OpenMendel / SnpArrays.jl

Compressed storage for SNP data
https://openmendel.github.io/SnpArrays.jl/latest
Other
44 stars 9 forks source link

GRM factor #117

Closed olivierlabayle closed 2 years ago

olivierlabayle commented 2 years ago

Hi and thanks for this very useful Julia package,

I think I understand from your implementation and the manuscript that the GRM method has a factor 4 in the denominator. In most other papers like this one or this one, I see the factor is only 2. Is there any reason why this is different?

Thanks, Olivier

Hua-Zhou commented 2 years ago

With a factor of 4, the GRM is an unbiased estimate of the theoretical kinship matrix Φ, whose diagonal entries are 0.5 (the kinship coefficient of an individual with itself is 0.5). If using the factor of 2, then GRM is an unbiased estimate of 2Φ (a correlation matrix). So it's more or less a personal choice of the authors, thinking GRM as empirical kinship or a correlation matrix.

For the background on the theoretical kinship, Chapter 5 of the book Mathetical and Statistical Methods for Genetic Analysis is a good reference.
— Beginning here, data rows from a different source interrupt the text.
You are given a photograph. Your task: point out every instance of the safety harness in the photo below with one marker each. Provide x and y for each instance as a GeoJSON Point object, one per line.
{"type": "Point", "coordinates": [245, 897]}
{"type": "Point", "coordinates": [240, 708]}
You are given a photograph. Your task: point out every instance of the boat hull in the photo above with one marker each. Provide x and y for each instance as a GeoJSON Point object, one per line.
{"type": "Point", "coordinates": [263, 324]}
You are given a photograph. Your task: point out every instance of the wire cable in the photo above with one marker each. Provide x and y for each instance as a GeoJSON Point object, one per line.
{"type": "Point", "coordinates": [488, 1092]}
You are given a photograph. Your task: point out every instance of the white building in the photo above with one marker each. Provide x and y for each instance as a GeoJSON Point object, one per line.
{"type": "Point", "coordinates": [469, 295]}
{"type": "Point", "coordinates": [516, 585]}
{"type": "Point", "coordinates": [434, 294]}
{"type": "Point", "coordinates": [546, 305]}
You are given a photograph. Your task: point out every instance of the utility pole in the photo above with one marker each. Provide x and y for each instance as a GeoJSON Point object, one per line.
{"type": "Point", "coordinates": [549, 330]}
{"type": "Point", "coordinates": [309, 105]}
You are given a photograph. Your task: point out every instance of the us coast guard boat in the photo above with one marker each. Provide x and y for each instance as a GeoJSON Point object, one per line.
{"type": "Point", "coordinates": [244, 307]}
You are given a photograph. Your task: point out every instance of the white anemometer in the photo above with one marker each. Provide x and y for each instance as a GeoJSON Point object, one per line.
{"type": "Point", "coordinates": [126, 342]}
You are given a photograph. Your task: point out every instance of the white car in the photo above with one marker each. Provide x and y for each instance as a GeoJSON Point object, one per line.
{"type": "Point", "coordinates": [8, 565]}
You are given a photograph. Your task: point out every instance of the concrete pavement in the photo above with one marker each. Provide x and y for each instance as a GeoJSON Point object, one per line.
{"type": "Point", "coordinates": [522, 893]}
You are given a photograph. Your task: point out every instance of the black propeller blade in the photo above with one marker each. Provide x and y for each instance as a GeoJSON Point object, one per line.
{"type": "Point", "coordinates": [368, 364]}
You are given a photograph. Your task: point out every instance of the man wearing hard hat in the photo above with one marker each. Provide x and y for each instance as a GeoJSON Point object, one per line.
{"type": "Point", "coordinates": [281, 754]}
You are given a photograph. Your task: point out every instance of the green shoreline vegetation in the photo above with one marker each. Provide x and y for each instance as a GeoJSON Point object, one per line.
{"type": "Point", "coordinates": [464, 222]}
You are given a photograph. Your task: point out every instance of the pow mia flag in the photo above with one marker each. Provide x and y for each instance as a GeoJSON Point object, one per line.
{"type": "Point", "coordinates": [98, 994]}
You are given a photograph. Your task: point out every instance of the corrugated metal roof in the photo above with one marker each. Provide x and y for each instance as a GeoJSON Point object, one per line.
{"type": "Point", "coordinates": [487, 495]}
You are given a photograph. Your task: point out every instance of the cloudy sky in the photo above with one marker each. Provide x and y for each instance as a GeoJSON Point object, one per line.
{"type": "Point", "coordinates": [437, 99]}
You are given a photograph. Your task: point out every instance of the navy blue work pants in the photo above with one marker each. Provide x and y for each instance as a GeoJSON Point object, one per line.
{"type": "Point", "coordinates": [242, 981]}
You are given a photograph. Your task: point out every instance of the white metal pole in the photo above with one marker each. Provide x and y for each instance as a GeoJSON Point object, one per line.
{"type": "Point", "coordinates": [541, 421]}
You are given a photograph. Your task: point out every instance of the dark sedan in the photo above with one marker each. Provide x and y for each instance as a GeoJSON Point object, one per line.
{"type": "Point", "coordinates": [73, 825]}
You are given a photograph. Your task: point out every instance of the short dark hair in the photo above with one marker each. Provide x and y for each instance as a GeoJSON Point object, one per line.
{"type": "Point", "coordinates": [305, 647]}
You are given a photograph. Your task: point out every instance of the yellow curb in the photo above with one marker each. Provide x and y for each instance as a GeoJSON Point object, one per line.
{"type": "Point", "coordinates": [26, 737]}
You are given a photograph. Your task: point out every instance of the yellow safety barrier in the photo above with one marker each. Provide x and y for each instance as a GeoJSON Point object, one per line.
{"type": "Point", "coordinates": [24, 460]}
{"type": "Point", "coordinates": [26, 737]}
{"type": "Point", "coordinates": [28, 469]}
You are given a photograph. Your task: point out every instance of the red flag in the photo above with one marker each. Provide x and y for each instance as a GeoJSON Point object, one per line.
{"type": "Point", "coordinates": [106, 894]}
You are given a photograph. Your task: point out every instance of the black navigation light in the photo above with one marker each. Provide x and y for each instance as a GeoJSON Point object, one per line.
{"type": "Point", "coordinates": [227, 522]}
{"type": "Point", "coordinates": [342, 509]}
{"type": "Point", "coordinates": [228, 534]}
olivierlabayle commented 2 years ago

Thank you very much for that explanation, I didn't know there was a notion of kinship. May I also ask: you say that the GRM is an unbiased estimator for the correlation matrix (at least by multiplying by 2), however I have noticed that doing so would yield values greater than 1 which doesn't seem to be consistent with the notion of correlation. I am a bit puzzled about this, and to be fair I have exactly the same phenomenom with other softwares.

Hua-Zhou commented 2 years ago

GRM is only an estimate of kinship (or twice the kinship) and is not guaranteed to satisfy the constraint. Actually diagonal entries significantly different from the theoretical values (1/2 or 1) may indicate violations of certain assumptions by the particular data, e.g., presence of inbreeding.